1.9 “Technical Guidelines” will mean the technical standards, guidelines, or supporting material of Products, prepared by Ossium and as amended from time to time.
PRODUCTS AND ORDERS
2.1 Purchase and Sale. Subject to the terms and conditions of this Agreement, Customer will purchase from Ossium, and Ossium will sell, Products to Customer, as provided herein. The Terms and Conditions will apply to any current and future Products and sale and provision of Products by Ossium to Customer, unless the Parties have expressly agreed otherwise in writing with regard to any or all topics addressed herein, as the case may be. By submitting an Order Form to Ossium to place an order, or by checking a box or clicking a button marked “Submit”, or something similar, Customer hereby accepts these Terms and Conditions to their fullest extent. Customer may place a binding order for a quantity of Products by confirming Customer’s order and shipment information and paying all listed fees on an Order Form.

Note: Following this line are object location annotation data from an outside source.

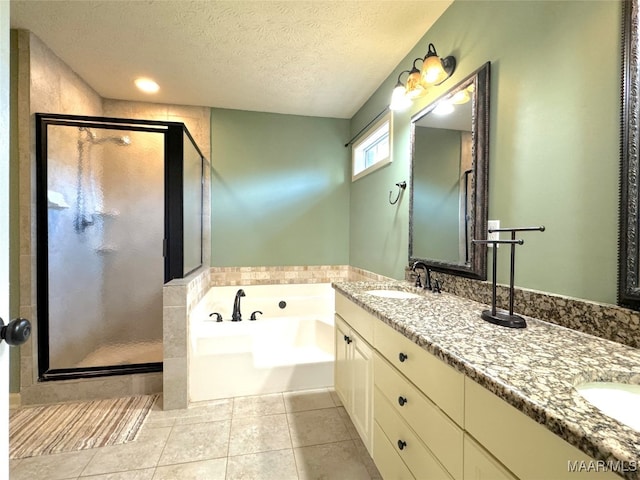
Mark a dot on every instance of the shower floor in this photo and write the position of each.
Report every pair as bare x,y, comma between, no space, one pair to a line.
123,354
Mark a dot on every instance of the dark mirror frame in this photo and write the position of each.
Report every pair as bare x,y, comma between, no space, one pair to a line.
628,271
476,267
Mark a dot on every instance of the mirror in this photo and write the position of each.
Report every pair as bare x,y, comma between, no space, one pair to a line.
628,267
449,173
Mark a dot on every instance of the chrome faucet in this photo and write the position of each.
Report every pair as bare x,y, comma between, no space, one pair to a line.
236,316
427,275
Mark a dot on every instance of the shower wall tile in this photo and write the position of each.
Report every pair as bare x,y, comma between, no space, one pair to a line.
174,332
174,296
174,385
262,275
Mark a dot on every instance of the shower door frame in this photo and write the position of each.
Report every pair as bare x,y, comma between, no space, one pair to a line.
174,133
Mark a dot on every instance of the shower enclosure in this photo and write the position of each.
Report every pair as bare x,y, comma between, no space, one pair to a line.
119,213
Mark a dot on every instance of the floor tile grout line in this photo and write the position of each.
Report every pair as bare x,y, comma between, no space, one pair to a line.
293,452
226,460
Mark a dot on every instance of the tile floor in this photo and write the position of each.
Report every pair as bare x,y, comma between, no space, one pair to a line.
293,435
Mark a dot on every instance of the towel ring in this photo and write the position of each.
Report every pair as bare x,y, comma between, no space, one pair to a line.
401,186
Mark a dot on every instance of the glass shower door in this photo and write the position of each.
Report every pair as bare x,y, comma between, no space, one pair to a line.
105,227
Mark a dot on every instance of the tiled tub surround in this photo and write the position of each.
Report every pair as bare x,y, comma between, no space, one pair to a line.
288,348
534,369
180,296
614,323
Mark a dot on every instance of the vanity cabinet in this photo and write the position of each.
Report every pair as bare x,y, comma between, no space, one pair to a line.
422,419
354,366
418,406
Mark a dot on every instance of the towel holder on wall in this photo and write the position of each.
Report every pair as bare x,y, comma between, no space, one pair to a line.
401,186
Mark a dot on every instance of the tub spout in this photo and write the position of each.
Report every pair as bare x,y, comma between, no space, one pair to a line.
236,316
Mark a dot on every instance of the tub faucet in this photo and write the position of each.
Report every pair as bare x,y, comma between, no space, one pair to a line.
427,275
236,316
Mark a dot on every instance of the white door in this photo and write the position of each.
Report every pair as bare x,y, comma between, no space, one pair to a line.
4,236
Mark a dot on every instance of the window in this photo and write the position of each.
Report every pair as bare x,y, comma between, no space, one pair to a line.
373,150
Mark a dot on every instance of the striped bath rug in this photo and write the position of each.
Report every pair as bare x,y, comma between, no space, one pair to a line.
76,426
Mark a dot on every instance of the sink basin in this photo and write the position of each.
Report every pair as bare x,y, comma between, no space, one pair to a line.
618,400
392,294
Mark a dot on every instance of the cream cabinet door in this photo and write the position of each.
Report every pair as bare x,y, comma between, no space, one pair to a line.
480,465
342,366
362,406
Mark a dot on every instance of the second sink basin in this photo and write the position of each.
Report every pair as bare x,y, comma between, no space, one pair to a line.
392,294
617,400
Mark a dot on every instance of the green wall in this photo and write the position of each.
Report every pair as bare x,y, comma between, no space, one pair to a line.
279,189
554,142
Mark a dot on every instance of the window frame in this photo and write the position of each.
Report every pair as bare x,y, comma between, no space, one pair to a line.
369,138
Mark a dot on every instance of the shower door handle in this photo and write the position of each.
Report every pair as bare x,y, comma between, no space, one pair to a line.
16,332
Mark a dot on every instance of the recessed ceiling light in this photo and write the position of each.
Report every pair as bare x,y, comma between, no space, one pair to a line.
147,85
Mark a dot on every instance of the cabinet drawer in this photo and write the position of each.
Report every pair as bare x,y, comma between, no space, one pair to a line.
441,383
358,318
389,464
480,465
416,456
438,432
525,447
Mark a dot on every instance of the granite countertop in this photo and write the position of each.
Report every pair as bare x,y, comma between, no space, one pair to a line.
534,368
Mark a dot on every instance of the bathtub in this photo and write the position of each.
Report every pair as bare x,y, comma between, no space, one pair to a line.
290,347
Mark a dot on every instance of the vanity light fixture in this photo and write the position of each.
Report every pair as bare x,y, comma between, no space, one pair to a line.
399,100
434,71
147,85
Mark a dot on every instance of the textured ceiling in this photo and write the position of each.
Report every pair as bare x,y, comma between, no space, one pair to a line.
317,58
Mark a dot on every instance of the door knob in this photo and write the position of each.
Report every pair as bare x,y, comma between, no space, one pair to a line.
16,332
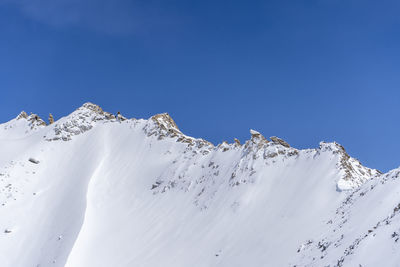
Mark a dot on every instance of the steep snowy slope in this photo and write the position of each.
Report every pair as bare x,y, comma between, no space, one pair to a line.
94,189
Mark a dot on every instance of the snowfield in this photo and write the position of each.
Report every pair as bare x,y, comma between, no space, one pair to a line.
95,189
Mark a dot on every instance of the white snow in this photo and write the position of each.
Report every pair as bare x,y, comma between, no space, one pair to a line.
113,192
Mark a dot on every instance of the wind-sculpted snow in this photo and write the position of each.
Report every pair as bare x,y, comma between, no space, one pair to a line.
98,189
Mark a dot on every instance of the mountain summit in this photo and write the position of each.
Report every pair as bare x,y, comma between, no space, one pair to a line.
97,189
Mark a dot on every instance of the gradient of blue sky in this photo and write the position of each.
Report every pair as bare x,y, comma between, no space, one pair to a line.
303,70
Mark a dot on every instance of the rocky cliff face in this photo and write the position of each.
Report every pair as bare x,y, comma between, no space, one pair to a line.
97,189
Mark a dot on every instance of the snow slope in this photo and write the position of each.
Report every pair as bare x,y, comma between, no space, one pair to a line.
94,189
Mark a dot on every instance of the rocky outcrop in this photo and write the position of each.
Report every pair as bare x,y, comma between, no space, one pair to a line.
279,141
51,119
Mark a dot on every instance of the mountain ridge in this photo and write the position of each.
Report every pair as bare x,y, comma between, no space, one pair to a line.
103,190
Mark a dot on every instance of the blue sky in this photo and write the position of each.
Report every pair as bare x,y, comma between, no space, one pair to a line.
305,71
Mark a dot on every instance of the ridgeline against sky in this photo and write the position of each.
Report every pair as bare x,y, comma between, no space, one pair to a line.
303,70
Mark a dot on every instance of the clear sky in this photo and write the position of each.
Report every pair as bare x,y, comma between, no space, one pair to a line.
303,70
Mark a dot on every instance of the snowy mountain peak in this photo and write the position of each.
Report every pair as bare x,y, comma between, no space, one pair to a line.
165,122
279,141
353,172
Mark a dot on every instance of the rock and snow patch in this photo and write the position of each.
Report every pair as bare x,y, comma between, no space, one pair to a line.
129,192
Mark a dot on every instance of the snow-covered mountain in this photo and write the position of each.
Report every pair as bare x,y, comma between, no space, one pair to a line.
97,189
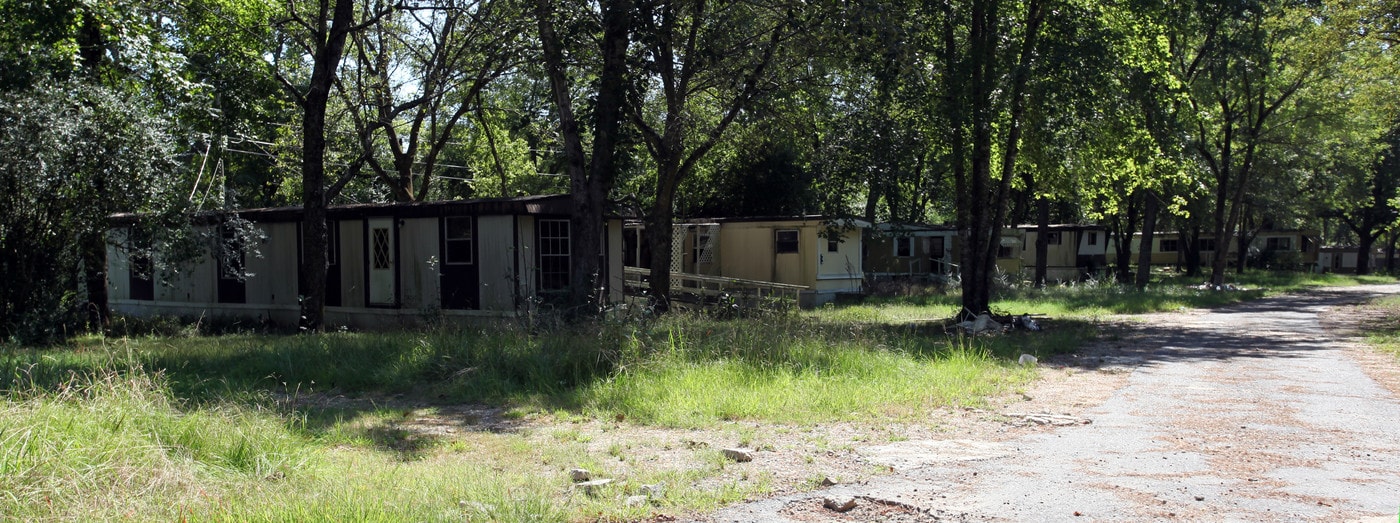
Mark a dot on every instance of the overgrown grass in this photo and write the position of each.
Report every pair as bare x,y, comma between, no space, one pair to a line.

Ossium may reject or cancel an Order Form, at any time and in its sole discretion (in whole or in part), without liability or penalty, and without constituting a waiver of any of Ossium’s rights or remedies under this Agreement or any Order Form, by providing written notice to Customer specifying the applicable date of rejection or cancellation. If Ossium accepts an Order Form and subsequently cancels such Order Form for convenience, Ossium will refund sums paid by Customer pursuant to such Order Form.

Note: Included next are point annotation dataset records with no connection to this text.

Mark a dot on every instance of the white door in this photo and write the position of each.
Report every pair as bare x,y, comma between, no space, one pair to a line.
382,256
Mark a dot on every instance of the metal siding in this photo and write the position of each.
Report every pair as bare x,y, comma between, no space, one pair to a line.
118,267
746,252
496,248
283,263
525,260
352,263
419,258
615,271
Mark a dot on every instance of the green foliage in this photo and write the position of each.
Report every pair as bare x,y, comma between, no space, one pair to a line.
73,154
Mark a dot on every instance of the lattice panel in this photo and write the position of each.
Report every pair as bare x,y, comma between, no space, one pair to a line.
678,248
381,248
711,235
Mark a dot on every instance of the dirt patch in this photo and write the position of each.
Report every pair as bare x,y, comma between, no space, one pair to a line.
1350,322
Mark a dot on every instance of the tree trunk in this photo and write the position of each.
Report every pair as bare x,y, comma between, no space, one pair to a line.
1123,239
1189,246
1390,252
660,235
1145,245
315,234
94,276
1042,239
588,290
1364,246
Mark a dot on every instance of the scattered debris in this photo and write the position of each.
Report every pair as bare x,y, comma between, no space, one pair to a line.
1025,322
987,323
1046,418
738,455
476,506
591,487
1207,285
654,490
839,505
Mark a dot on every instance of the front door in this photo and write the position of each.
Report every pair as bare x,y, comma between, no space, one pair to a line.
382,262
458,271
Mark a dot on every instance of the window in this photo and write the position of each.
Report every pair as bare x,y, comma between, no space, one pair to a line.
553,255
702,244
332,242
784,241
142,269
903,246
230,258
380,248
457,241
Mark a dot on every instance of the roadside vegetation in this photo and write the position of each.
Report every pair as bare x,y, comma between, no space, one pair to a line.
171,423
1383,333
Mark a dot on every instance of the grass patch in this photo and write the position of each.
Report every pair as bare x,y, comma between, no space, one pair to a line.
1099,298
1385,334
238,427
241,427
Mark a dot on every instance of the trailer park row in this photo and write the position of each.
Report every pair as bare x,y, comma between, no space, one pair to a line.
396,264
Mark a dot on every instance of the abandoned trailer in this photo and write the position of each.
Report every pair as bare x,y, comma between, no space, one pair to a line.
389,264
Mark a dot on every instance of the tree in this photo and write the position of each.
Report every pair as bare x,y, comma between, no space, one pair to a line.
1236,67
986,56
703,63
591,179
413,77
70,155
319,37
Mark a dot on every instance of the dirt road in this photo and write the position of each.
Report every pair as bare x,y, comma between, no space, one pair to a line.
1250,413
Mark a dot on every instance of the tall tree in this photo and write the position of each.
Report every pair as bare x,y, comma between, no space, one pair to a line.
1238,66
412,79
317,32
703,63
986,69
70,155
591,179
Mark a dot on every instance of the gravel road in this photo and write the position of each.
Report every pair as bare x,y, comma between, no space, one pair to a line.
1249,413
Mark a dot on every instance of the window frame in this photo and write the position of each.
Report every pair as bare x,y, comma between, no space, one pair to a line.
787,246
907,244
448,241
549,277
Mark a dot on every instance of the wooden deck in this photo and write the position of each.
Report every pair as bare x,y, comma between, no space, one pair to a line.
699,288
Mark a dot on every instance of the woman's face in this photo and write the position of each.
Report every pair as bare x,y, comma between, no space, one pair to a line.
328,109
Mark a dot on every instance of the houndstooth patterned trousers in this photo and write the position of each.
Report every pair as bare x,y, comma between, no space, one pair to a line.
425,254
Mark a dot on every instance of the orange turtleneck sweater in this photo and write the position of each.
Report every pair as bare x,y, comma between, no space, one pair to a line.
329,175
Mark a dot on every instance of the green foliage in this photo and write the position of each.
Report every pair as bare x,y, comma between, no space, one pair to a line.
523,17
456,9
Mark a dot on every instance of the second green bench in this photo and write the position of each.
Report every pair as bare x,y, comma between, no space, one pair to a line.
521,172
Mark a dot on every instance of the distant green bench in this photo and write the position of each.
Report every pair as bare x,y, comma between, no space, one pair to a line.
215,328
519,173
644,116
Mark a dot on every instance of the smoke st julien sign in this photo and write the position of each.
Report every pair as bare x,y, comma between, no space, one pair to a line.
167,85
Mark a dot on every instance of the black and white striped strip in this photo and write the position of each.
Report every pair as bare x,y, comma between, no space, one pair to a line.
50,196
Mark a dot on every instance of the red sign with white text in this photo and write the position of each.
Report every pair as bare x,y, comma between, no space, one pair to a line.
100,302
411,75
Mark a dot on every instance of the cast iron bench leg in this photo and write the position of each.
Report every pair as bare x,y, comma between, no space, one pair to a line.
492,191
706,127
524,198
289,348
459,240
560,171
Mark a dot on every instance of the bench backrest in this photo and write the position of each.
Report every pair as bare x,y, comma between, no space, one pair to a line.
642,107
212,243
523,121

2.2 Order of Precedence. The Parties intend for the express terms and conditions contained in this Agreement to exclusively govern and control each of the Parties’ respective rights and obligations regarding the subject matter of this Agreement, and this Agreement is expressly limited to such terms and conditions. Without limitation of the foregoing, any additional, contrary or different terms contained in any Order Form, other agreement, or other request or communication by Customer pertaining to the sale of Products by Ossium, and any attempt to modify, supersede, supplement or otherwise alter this Agreement, will not modify this Agreement or be binding on the Parties unless such terms have been fully approved in a signed writing by both the Chief Executive Officer of Ossium and an authorized representative of Customer. Additionally, in the event the Parties have entered into a separate non-disclosure agreement, the Parties intend that any terms and conditions between the Parties under such agreement are incorporated herein. In the event of an actual conflict between terms and conditions of such non-disclosure agreement and those of this Agreement, the terms and conditions of this Agreement exclusively govern and control solely with respect to that conflict.

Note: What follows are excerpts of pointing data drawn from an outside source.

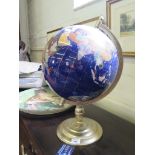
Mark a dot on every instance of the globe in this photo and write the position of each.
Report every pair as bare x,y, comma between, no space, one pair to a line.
82,63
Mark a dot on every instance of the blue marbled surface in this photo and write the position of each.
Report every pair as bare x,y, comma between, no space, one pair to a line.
82,63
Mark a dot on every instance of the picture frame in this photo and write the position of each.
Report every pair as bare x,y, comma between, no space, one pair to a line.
121,21
90,22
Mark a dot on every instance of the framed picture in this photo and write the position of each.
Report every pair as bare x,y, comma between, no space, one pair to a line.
121,21
89,22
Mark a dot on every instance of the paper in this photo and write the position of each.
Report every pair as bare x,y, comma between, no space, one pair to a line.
28,67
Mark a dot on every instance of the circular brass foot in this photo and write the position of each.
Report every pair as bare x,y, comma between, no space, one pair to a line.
79,132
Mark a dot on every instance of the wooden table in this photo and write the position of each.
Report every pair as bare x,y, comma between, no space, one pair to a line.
38,135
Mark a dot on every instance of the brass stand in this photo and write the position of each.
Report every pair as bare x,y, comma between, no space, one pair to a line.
79,130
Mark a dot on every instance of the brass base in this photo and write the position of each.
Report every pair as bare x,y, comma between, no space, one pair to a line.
83,131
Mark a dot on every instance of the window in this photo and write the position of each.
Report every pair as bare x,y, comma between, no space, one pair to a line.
81,3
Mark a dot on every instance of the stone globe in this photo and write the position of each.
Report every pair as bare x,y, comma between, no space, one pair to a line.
82,63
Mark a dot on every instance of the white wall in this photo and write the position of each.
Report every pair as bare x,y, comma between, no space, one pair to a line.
46,15
23,19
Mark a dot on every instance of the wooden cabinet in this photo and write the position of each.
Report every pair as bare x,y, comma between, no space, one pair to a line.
38,135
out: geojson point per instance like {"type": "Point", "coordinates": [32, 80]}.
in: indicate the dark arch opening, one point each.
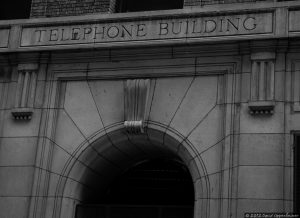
{"type": "Point", "coordinates": [153, 5]}
{"type": "Point", "coordinates": [154, 188]}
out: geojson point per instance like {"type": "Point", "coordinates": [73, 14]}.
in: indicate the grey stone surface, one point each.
{"type": "Point", "coordinates": [198, 111]}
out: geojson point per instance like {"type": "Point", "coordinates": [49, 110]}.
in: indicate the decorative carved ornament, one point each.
{"type": "Point", "coordinates": [262, 84]}
{"type": "Point", "coordinates": [25, 92]}
{"type": "Point", "coordinates": [136, 103]}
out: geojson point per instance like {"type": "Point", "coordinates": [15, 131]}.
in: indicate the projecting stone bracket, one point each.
{"type": "Point", "coordinates": [136, 105]}
{"type": "Point", "coordinates": [261, 107]}
{"type": "Point", "coordinates": [22, 113]}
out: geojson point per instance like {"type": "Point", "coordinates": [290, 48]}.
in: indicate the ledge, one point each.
{"type": "Point", "coordinates": [261, 107]}
{"type": "Point", "coordinates": [22, 113]}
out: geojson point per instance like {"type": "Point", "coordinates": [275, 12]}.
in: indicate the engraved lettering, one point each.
{"type": "Point", "coordinates": [86, 31]}
{"type": "Point", "coordinates": [125, 30]}
{"type": "Point", "coordinates": [53, 35]}
{"type": "Point", "coordinates": [194, 27]}
{"type": "Point", "coordinates": [63, 38]}
{"type": "Point", "coordinates": [113, 32]}
{"type": "Point", "coordinates": [230, 23]}
{"type": "Point", "coordinates": [163, 29]}
{"type": "Point", "coordinates": [75, 33]}
{"type": "Point", "coordinates": [250, 23]}
{"type": "Point", "coordinates": [178, 29]}
{"type": "Point", "coordinates": [141, 30]}
{"type": "Point", "coordinates": [40, 34]}
{"type": "Point", "coordinates": [96, 33]}
{"type": "Point", "coordinates": [210, 26]}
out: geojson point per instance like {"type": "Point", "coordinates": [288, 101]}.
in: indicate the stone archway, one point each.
{"type": "Point", "coordinates": [103, 160]}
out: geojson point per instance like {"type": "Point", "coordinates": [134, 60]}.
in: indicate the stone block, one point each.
{"type": "Point", "coordinates": [81, 107]}
{"type": "Point", "coordinates": [261, 182]}
{"type": "Point", "coordinates": [16, 181]}
{"type": "Point", "coordinates": [257, 205]}
{"type": "Point", "coordinates": [18, 151]}
{"type": "Point", "coordinates": [14, 207]}
{"type": "Point", "coordinates": [261, 149]}
{"type": "Point", "coordinates": [68, 134]}
{"type": "Point", "coordinates": [212, 159]}
{"type": "Point", "coordinates": [209, 132]}
{"type": "Point", "coordinates": [198, 102]}
{"type": "Point", "coordinates": [109, 98]}
{"type": "Point", "coordinates": [168, 94]}
{"type": "Point", "coordinates": [21, 128]}
{"type": "Point", "coordinates": [262, 123]}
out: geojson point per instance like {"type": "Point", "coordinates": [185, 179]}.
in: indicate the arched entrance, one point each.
{"type": "Point", "coordinates": [112, 168]}
{"type": "Point", "coordinates": [152, 188]}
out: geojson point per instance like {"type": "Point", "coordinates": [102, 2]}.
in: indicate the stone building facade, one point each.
{"type": "Point", "coordinates": [212, 86]}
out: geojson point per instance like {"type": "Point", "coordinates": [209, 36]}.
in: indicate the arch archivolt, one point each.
{"type": "Point", "coordinates": [185, 121]}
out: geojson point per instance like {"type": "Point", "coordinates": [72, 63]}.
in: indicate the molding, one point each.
{"type": "Point", "coordinates": [136, 104]}
{"type": "Point", "coordinates": [22, 113]}
{"type": "Point", "coordinates": [261, 107]}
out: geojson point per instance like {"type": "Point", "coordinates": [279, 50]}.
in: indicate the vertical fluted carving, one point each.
{"type": "Point", "coordinates": [25, 94]}
{"type": "Point", "coordinates": [262, 83]}
{"type": "Point", "coordinates": [136, 103]}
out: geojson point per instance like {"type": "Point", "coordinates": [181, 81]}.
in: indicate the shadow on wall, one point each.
{"type": "Point", "coordinates": [15, 9]}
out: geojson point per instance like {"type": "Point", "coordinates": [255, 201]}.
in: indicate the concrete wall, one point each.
{"type": "Point", "coordinates": [57, 8]}
{"type": "Point", "coordinates": [199, 111]}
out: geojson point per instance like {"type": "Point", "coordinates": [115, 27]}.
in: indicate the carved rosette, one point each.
{"type": "Point", "coordinates": [136, 104]}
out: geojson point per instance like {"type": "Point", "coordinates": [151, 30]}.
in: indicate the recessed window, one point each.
{"type": "Point", "coordinates": [14, 9]}
{"type": "Point", "coordinates": [297, 173]}
{"type": "Point", "coordinates": [153, 5]}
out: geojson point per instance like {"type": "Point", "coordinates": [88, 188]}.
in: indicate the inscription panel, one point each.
{"type": "Point", "coordinates": [4, 35]}
{"type": "Point", "coordinates": [180, 28]}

2.3 Customer Requirements. Ossium will use commercially reasonable efforts to provide Customer with bone marrow donors with the characteristics identified in the mutually agreed Order Form as amended by the Parties from time to time.
2.4 Shipment of Products. Ossium will only ship Products to Customer upon receipt of all fees listed on the applicable Order Form. At the request of Customer, Ossium will ship Products to locations designated by Customer at Customer’s expense. Ossium will select the method of shipment, carrier, and logistics platform for the Products, and risk of loss and title to such shipped Products will pass to Customer upon delivery to Customer. Customer acknowledges and agrees that Ossium may contact Customer to confirm Customer’s receipt of shipped Products and that Customer will use its best efforts to provide such confirmation to Ossium in a prompt and timely manner.
2.5 Product Packaging and Storage. Ossium will package the Products in containers and with materials that are reasonable in accordance with industry standard. Customer will store bone marrow and Products in appropriate cryostorage conditions in accordance with the Technical Guidelines promptly upon receipt of shipment. Customer assumes all risks related to the storage of Products on and subsequent to the date of receipt by Customer. Customer may not return for credit or replacement Products for defects resulting from mishandling or improper storage by Customer or its agents.
2.6 Return of Products. Customer will not destroy and will return to Ossium any and all Products that have been damaged, thawed, delivered in error, or are otherwise unusable upon receipt by Customer (“Unusable Products”). Customer will not be eligible to receive a replacement or credit, as applicable, for returning Unusable Products to Ossium without submitting a written return material authorization (“RMA”). Upon receipt of an RMA, Ossium may credit or replace such Unusable Products in its sole discretion. For purposes of clarity, Ossium will not provide refunds for any reason.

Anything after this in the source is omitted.